Limited understanding of the microbial ecology of the carboxylate platform has been identified as one of the major barriers to its adoption and implementation at large, industrially relevant scales [4]. It is known that an important interplay exists with respect to the physiology of the platform's microbial communities and the conditions under which they operate, but research regarding the ecology of these communities and the potential to manage their biomass conversion abilities is still in its early stages. Recent studies have begun to establish a baseline understanding of the types of organisms associated with the platform and the ways in which they vary under different operating conditions [9], [12], [13]. The results of the work described here extend these findings beyond 16S rRNA gene characterizations and provide new information regarding the metabolic potential harbored by platform bacteria.

The taxonomic composition of the fermentor metagenomes closely mirrors that which was observed using 16S rRNA gene pyrotag sequence libraries [9]. The thermophilic metagenome contained large numbers of sequences originating from Thermoanaerobacterium, Clostridia, and Bacilli, the same major taxa identified in the fermentor via 16S rRNA gene libraries. Likewise the mesophilic metagenome contained large numbers of sequence reads originating from the dominant members of its associated16S rRNA gene libraries, including members of the Clostridia, Bacteroidia, Proteobacteria, and Actinobacteria. In some cases, near-full length coverage was achieved for isolate genomes representing these taxa (Table 4).

Despite harboring communities that differed dramatically from a taxonomic point of view, the two metagenomes were quite similar to one another with respect to their functional gene content. Depending on the metric used (i.e., COG categories, Pfams, EC categories), 80 to 97% of functions were present in similar proportions across the two communities. As might be expected, many of these functions were related to central metabolism and general housekeeping, but they also included genes and pathways related to lignocellulose degradation. The two metagenomes shared similar types and abundances of cellulase (Table 3), but at finer levels of detail differences among genes related to substrate uptake and utilization were identified, complementing the variation observed between the fermentor metagenomes with respect to acid production and community composition.

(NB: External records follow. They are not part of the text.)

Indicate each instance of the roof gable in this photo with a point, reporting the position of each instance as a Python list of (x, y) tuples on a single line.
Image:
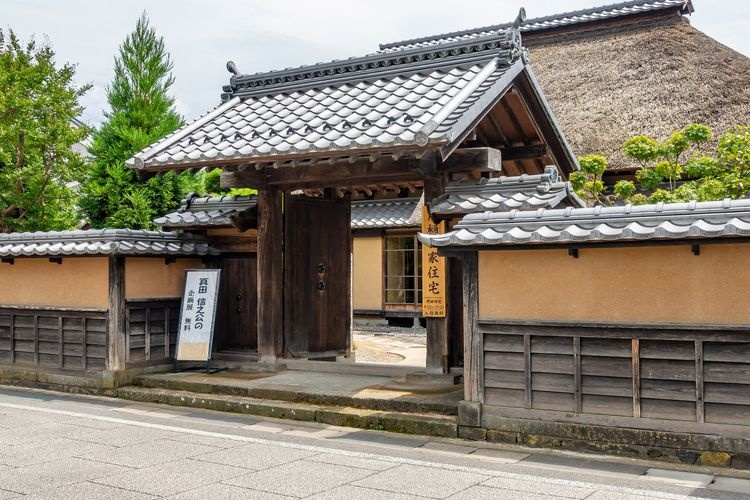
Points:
[(424, 98)]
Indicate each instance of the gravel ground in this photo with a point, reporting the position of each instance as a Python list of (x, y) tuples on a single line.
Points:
[(388, 344)]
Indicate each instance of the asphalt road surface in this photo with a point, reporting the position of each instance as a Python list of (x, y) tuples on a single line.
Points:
[(62, 446)]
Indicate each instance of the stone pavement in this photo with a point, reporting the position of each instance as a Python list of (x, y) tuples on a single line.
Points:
[(61, 446)]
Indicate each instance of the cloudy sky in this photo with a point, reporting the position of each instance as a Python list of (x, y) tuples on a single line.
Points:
[(202, 35)]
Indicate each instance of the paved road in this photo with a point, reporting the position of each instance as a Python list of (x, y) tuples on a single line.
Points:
[(61, 446)]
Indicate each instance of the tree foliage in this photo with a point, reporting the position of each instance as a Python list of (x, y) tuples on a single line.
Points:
[(679, 168), (38, 103), (142, 112)]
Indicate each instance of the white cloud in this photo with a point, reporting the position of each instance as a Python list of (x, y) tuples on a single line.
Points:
[(202, 35)]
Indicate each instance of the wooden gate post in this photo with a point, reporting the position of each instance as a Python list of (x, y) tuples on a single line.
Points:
[(270, 275), (116, 334)]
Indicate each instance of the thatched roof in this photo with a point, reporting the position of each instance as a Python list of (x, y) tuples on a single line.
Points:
[(647, 78), (635, 67)]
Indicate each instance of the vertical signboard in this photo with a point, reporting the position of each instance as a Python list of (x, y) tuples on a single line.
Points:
[(197, 315), (433, 272)]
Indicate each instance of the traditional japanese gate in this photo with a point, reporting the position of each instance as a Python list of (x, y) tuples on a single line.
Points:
[(379, 126)]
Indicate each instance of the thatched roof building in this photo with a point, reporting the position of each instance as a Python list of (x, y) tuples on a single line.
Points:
[(631, 68)]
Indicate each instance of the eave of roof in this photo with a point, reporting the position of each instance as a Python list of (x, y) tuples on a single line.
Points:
[(412, 101), (387, 213), (103, 242), (502, 194), (575, 18), (670, 222)]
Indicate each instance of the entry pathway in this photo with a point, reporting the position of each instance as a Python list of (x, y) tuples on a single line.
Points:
[(62, 446)]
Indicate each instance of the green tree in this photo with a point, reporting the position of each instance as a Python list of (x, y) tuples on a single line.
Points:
[(678, 169), (587, 182), (142, 112), (38, 102)]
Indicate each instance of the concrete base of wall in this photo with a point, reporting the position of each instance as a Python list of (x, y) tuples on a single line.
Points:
[(668, 446)]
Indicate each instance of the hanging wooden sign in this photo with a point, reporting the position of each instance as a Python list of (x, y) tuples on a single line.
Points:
[(433, 272), (197, 315)]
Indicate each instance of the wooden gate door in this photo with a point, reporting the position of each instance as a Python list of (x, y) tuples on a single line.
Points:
[(317, 277), (236, 315)]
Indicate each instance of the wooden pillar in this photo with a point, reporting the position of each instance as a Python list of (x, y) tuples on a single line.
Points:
[(473, 341), (116, 327), (437, 328), (270, 273)]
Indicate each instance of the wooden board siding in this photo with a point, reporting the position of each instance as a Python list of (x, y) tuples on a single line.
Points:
[(675, 373), (151, 328), (55, 338)]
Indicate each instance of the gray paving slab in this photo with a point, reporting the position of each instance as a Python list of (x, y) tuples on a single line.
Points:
[(7, 495), (579, 463), (221, 491), (42, 432), (679, 477), (272, 427), (447, 448), (485, 492), (381, 439), (309, 478), (349, 492), (212, 441), (420, 480), (126, 435), (61, 472), (538, 487), (46, 451), (254, 456), (618, 495), (360, 463), (87, 491), (731, 484), (172, 477), (147, 454), (499, 455)]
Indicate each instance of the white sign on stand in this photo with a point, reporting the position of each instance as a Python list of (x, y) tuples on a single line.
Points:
[(197, 316)]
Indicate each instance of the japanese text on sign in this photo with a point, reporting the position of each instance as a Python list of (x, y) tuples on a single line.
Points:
[(197, 316), (433, 272)]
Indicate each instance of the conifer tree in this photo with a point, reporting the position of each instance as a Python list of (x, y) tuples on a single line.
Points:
[(39, 102), (142, 112)]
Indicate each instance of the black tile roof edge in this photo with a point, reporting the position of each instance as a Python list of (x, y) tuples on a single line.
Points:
[(527, 26), (662, 212), (100, 235), (505, 46)]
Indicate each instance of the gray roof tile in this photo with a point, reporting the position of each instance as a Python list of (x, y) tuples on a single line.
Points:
[(102, 242), (380, 214), (672, 221), (379, 101), (572, 18), (207, 212), (502, 194)]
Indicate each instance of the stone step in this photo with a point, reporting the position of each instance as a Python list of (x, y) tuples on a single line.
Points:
[(278, 392), (406, 423)]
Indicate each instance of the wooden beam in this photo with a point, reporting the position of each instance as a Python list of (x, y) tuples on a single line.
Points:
[(363, 171), (269, 280), (116, 328), (473, 340), (473, 159), (525, 152)]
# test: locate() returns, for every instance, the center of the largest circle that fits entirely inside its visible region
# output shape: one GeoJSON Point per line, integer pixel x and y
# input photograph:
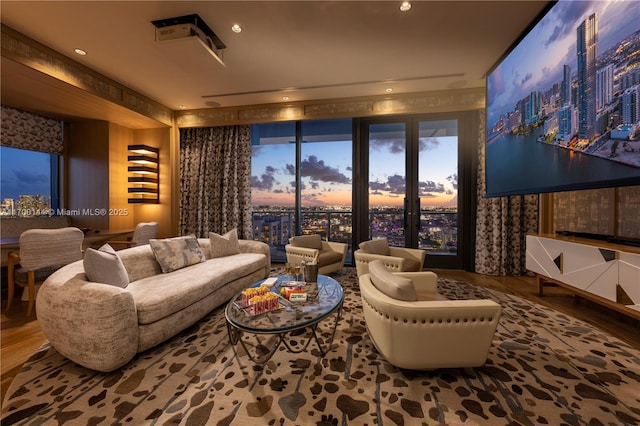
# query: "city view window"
{"type": "Point", "coordinates": [318, 195]}
{"type": "Point", "coordinates": [29, 183]}
{"type": "Point", "coordinates": [273, 185]}
{"type": "Point", "coordinates": [326, 180]}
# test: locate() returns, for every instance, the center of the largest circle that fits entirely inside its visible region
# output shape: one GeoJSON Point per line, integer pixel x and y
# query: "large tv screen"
{"type": "Point", "coordinates": [563, 105]}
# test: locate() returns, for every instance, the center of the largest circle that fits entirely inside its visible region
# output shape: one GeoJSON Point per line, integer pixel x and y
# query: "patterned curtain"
{"type": "Point", "coordinates": [502, 224]}
{"type": "Point", "coordinates": [32, 132]}
{"type": "Point", "coordinates": [215, 180]}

Relative to the thermophilic metagenome, the mesophilic metagenome was significantly enriched in genes related to the degradation of hemicellulose-derived oligosaccharides, and more specifically, the five-carbon sugar, arabinose. In fact, nearly 9% of the glycosyl hydrolases identified in the mesophilic metagenome were related to GH43, a CAZy family composed of arabinases. The potential for enhanced metabolism of arabinose in the mesophilic metagenome makes sense given that the mesophilic community was dominated by Bacteroidete-like organisms. Many Bacteroidetes are known degraders of arabinose and other hemicellulose-derived sugars, and some Bacteroides sp. have the ability to convert arabinose to propionate [18]. Although we did not quantify arabinose concentrations in our fermentor system, we did quantify propionic acid concentrations (i.e., the conjugate acid to propionate). Propionic acid concentrations were significantly greater under mesophilic fermentation conditions (Table 1), and the combination of abundant Bacteroidetes and enriched arabinases provides a plausible explanation for enhanced propionic acid production.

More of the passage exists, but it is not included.